Here is what happened to code review in 2026. AI writes the code. AI reviews the code. A human clicks approve. The PR merges. Everyone moves on. Nobody in that chain actually read the diff.
This is not a prediction. This is Tuesday.
46% of all code on GitHub is now AI-generated. In Java repositories, that number is 61%. Teams with high AI adoption merge 98% more pull requests than they did before. And the time spent reviewing those pull requests increased by 91%. Not because people are reviewing more carefully. Because there is more to review and the reviews take longer to skim.
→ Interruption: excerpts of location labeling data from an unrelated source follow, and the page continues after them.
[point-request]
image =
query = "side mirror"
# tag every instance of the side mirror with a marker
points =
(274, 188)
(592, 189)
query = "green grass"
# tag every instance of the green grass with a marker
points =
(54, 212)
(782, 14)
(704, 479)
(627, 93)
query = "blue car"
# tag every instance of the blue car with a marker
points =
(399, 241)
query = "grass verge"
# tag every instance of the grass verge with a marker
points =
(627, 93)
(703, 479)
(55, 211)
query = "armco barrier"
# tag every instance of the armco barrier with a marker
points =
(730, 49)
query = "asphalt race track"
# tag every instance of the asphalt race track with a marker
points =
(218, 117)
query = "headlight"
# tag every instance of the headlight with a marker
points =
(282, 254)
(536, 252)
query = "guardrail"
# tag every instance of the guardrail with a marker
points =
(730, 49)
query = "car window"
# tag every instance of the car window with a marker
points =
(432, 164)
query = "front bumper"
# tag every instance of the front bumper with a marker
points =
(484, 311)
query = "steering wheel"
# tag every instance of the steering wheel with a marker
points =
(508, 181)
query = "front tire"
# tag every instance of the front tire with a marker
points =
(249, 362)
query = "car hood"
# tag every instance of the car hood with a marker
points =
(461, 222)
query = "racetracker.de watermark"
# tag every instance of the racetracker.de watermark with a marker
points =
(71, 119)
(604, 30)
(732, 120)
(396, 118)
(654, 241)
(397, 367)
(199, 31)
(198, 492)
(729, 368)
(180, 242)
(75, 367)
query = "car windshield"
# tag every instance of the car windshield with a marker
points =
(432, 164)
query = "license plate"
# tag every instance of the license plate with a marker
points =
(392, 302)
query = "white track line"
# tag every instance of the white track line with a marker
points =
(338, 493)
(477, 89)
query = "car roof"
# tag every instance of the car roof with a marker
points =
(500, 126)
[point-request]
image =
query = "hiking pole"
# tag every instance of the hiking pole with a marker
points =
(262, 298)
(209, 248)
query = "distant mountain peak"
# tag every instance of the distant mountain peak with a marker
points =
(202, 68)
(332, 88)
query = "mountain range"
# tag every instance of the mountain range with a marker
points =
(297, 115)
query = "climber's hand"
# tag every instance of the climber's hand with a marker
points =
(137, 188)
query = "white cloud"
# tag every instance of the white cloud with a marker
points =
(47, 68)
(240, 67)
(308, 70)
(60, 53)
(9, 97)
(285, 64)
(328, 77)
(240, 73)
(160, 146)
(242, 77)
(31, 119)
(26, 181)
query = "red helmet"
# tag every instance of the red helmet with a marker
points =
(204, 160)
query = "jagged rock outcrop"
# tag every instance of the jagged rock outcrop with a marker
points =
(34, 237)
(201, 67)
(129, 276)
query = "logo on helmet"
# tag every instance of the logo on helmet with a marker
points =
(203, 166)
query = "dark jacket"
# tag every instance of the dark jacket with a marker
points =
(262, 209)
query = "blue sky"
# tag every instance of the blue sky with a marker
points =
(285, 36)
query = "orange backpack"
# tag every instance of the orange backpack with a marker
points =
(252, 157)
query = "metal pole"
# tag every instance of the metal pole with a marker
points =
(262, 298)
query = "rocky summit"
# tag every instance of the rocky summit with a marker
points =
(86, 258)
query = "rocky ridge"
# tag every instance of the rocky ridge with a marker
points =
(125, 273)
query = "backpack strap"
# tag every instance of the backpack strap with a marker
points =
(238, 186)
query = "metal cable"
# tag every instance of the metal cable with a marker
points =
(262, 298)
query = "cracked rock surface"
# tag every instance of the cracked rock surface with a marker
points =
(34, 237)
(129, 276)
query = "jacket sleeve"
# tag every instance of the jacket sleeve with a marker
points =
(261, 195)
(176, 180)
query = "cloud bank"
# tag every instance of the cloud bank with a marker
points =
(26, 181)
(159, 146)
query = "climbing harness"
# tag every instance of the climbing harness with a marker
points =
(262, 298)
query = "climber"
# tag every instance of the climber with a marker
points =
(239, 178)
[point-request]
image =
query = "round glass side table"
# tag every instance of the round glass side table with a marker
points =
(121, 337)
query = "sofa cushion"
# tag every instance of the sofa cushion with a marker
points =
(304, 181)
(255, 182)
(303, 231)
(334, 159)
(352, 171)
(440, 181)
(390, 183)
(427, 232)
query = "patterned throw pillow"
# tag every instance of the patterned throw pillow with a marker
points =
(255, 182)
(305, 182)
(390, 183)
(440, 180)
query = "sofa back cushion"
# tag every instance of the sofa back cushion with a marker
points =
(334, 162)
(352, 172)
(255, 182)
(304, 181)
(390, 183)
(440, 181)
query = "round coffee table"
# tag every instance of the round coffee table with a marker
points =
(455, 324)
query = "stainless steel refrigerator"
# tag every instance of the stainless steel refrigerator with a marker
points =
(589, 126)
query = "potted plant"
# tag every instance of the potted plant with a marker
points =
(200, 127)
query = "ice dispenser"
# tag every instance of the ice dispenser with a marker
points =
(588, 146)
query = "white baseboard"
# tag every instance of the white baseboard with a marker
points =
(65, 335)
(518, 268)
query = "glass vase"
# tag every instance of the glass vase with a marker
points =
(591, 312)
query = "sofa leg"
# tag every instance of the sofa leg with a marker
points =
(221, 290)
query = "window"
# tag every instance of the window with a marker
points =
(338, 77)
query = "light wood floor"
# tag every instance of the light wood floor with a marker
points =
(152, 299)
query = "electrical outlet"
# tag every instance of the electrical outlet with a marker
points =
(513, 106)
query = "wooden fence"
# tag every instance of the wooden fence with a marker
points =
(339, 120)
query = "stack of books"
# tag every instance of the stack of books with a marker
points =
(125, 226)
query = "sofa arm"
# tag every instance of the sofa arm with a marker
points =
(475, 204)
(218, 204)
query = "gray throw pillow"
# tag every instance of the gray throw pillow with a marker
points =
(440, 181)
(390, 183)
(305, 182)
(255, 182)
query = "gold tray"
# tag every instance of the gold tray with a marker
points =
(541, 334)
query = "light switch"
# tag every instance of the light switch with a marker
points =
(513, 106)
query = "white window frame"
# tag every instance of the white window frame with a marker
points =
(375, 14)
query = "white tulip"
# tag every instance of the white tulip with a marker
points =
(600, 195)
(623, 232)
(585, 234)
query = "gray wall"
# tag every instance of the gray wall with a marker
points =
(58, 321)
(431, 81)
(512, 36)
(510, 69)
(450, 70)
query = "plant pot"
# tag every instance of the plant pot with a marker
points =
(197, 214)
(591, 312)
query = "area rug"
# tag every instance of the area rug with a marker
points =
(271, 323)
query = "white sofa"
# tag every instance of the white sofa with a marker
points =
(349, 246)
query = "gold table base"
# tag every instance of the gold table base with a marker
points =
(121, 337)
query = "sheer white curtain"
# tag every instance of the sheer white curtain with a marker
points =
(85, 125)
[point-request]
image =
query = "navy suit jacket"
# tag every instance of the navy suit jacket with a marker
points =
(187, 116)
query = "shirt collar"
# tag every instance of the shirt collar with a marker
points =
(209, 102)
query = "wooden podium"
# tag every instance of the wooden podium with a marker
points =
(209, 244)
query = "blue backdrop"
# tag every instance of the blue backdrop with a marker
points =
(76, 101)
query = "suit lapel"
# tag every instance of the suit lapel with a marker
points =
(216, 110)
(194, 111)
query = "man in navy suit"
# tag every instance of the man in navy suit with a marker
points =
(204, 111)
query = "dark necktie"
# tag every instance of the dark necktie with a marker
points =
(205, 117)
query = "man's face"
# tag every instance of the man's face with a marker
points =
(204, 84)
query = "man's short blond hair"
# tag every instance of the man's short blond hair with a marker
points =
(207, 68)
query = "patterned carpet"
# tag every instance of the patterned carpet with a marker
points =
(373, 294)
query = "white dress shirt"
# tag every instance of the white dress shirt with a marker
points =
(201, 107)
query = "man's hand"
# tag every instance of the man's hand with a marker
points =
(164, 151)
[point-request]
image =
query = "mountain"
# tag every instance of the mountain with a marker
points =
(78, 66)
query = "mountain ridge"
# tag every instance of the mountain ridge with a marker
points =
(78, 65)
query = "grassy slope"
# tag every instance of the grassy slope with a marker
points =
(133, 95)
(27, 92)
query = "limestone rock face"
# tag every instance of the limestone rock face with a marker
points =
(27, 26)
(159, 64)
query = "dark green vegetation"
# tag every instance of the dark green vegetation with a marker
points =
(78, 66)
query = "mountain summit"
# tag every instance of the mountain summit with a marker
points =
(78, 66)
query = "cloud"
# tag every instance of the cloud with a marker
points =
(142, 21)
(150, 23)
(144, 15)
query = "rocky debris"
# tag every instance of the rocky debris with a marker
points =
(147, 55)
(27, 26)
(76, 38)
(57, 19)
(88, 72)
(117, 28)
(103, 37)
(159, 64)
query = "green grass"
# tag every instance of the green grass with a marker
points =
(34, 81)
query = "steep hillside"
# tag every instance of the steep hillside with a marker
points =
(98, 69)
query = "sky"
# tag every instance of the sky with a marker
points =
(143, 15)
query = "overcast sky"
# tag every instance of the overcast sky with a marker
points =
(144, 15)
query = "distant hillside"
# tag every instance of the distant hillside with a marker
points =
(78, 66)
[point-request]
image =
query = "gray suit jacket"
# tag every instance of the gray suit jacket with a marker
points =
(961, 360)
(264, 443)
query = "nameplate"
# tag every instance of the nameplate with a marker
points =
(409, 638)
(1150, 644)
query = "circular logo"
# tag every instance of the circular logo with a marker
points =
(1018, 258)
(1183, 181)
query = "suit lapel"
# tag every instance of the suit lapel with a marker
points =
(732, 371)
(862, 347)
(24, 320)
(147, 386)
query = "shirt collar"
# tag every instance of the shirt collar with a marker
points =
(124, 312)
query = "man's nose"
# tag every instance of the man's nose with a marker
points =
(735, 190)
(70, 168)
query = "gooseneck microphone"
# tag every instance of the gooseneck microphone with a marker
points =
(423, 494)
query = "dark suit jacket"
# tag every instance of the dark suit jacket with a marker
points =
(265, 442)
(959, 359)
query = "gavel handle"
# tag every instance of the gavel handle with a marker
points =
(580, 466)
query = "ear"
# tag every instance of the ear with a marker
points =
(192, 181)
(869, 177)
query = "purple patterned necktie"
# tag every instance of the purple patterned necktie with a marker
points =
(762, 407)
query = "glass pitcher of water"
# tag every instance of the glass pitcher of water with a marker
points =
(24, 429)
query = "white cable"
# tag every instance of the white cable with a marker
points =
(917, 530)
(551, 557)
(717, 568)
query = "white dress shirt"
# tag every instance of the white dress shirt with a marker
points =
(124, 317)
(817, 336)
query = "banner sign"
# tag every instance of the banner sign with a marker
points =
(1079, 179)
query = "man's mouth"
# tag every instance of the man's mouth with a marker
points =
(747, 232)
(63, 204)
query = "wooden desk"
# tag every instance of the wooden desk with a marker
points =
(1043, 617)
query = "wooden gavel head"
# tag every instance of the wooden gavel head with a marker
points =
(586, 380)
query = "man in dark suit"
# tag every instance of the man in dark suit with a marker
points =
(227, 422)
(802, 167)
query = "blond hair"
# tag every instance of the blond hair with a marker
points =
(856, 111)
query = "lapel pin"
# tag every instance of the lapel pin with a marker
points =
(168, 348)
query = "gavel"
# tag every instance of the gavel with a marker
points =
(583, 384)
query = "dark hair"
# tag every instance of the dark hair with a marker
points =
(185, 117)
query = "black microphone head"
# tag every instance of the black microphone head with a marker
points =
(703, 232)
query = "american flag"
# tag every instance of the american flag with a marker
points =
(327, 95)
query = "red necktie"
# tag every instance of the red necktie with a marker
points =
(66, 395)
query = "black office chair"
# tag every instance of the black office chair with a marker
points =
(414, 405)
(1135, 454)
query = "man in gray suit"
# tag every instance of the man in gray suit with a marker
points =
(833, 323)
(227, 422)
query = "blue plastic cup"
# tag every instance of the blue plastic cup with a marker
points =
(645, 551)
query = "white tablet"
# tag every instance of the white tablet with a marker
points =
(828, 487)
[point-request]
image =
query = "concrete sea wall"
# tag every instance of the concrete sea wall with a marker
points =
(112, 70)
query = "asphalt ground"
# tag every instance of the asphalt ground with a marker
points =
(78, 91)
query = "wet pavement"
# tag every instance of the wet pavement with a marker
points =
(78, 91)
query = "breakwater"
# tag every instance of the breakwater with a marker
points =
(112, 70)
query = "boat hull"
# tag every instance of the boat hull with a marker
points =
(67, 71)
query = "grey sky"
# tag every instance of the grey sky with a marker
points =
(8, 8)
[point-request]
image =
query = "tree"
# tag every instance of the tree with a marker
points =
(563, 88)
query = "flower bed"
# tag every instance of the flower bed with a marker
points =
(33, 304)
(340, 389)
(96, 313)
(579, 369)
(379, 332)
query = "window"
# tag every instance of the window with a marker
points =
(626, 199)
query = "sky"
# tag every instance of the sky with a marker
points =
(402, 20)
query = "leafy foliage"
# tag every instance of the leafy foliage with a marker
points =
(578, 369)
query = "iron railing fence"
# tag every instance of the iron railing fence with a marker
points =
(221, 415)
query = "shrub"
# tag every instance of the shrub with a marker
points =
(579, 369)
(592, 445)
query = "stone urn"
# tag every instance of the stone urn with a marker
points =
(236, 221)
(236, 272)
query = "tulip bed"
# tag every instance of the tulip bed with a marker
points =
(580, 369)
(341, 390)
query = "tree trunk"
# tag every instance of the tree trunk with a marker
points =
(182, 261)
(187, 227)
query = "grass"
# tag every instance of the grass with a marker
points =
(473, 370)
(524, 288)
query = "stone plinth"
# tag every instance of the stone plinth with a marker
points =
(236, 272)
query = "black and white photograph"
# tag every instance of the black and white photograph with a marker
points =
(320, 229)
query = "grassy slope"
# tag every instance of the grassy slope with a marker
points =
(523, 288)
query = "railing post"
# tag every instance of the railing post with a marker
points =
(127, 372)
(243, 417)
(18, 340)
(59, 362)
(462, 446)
The volume of AI-generated code is projected to outstrip human review capacity by 40% this year. The code is arriving faster than humans can read it. So they stopped reading it.
The Ceremony
Code review used to mean something. A senior developer would read your pull request line by line. They would catch the bug you missed. They would explain why your approach had a hidden performance problem. They would push back on the architecture. They would teach you something. The review was not a gate. It was a conversation.
Now it is a gate. And the gate is made of rubber.
The pull request arrives. It is 400 lines long. It was generated by an AI agent that restructured the database queries, added error handling, and wrote tests. The code looks clean. The tests pass. The linter is happy. CI is green. The reviewer has their own AI-generated PRs to ship. They are chasing the same tokens as the author. They skim the diff. They click approve. Everyone moves on.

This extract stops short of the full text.